Richard Strauss was "educated", at a time
when the concept had not yet been endowed with and negative connotations.
He had read "his Goethe" and read it again in Garmisch in later
years all the works of Goethe, though, interestingly, not the Farbenlehre,
a work he did not like.
In 1882 his school leaving certificate from Munichs Ludwigs
Gymnasium referred to his talent, interest and ability to grasp things quickly.
"Despite his exceptional musical activities, dedication has meant he
has achieved good results in language subjects and shown mature understanding
in his explanation of the classics. His knowledge of history is also worth
mentioning."
Late in life the classics and history were again the object of his interest
and attention. He studied the works of the historians Ranke and Burkhart,
thought about Christianity, a religion that he eyed critically and felt
detached from, and read Schopenhauer. His compositions testify to his literary
education. The symphonic poems are partly based on Shakespeare, Lenau, Nietzsche
and Cervantes, while his vocal works set poems by Schiller, Goethe, Rückert,
Uhland, Eichendorff, Hesse, Morgenstern and Herder as well as contemporaries
who have today faded into obscurity.
Strauss himself wrote or arranged the librettos for Guntram, Salome and
Intermezzo and for his librettists Strauss the composer was a demanding
and well-informed partner.
The composers grandson Richard recalls the high level of education
his grandfather expected and later generations struggled to reach: "Latin
and Greek are part of an educated European, said Grandpa, otherwise he is
only a second-class person. One was to read the philosophers, and Goethe
was to lie on the bedside table. Herder, Wieland, Homer and Sophocles were
to be studied in the original. Education, concentration, dedication."
Strauss sought to deny the horrible reality of World War II and he escaped
to the comfort of reading.
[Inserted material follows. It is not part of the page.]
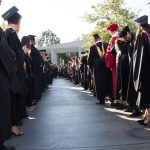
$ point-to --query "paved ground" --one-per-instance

To Clemens Krauss at the end of 1944 he writes,
"Im pottering towards the inevitable old age myself, and waste
my time on Plutarch and Ranke, on Shakespeare and Nestroy, and keep reading
the most obscure Wagner texts."
In later years Richard Strauss described himself as "the Greek German".
The composers classical education complemented his German sense of
identity, something that had nothing at all in common with the barbarity
of the Nazi era Strauss personally experienced.